Xen project Mailing List

On Mon, Apr 30, 2018 at 6:56 PM, Daz Day <dazday60@xxxxxxxxx> wrote:

Hi All,

I posted this out to the centos-virt mailing list and was asked by dunlapg at umich.edu to post it here instead with some additional info (config file of a VM, dmesg before a hang from inside a VM and dmesg after hang from Dom0), so here's the original email, plus the extras at the bottom:

Hi,

I've tried hitting up the CentOS forums and thought I'd try here too as I don't seem to be getting any bites.

We've been in the process of migrating all our hypervisors over to CentOS 7 using Xen. Once we had a few up and running we started to notice that the DomU's would randomly freeze. They become unresponsive to any network traffic, stop consuming CPU resources on the hypervisor and it's not possible to log in to the console locally using:
virsh console <domain>
We can sometimes get as far as typing a username and hitting return, but the DomU just hangs there. It doesn't seem to matter what Linux distro the DomU is running, it affects them all. The only way we can get them back is by destroying and recreating them (far from ideal!).

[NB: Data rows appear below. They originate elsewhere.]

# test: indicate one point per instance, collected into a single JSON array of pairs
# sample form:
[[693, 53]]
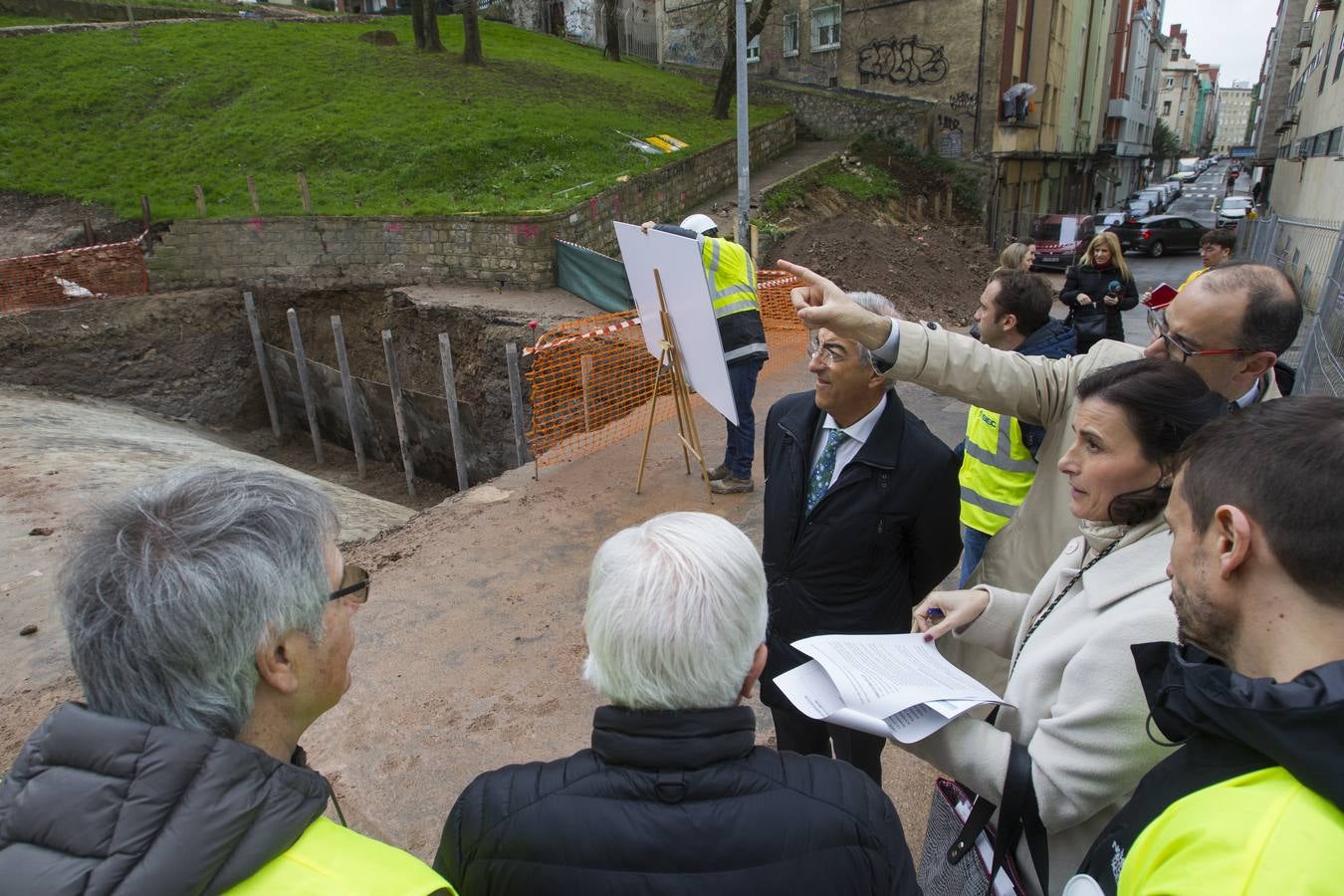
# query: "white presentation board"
[[687, 292]]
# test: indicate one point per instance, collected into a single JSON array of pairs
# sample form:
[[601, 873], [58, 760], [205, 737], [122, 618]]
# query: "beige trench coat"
[[1077, 702]]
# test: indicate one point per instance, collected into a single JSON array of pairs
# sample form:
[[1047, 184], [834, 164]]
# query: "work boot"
[[732, 485]]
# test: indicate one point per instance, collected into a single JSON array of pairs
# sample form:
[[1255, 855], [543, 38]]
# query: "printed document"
[[891, 685]]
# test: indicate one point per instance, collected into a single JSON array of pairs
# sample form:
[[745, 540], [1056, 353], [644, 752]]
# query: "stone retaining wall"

After a bit of research and digging around, we eventually found these 2 nuggets:
https://wiki.gentoo.org/wiki/Xen#Xen_domU_hanging_with_kernel_4.3.2B
https://www.novell.com/support/kb/doc.php?id=7018590

They both advise adding the command line argument:
gnttab_max_frames=256(the default is 32).
We applied this change and all hypervisors rand stable for around a week until DomU's started freezing again (we've since tried even higher values, to no avail). More research later led me to https://bugs.centos.org/view.php?id=14258 and https://bugs.centos.org/view.php?id=14284 (which are essentially the same report). There hasn't really been any movement on these tickets unfortunately, but I have +1'd them.

Have any others had issues with Xen and DomU's locking up in CentOS 7? Are there any other fixes/workarounds? If any additional info is needed that isn't already in the bug tickets or forum post, please let me know and I'll be happy to provide whatever is required (these freezes are happening at least once a day).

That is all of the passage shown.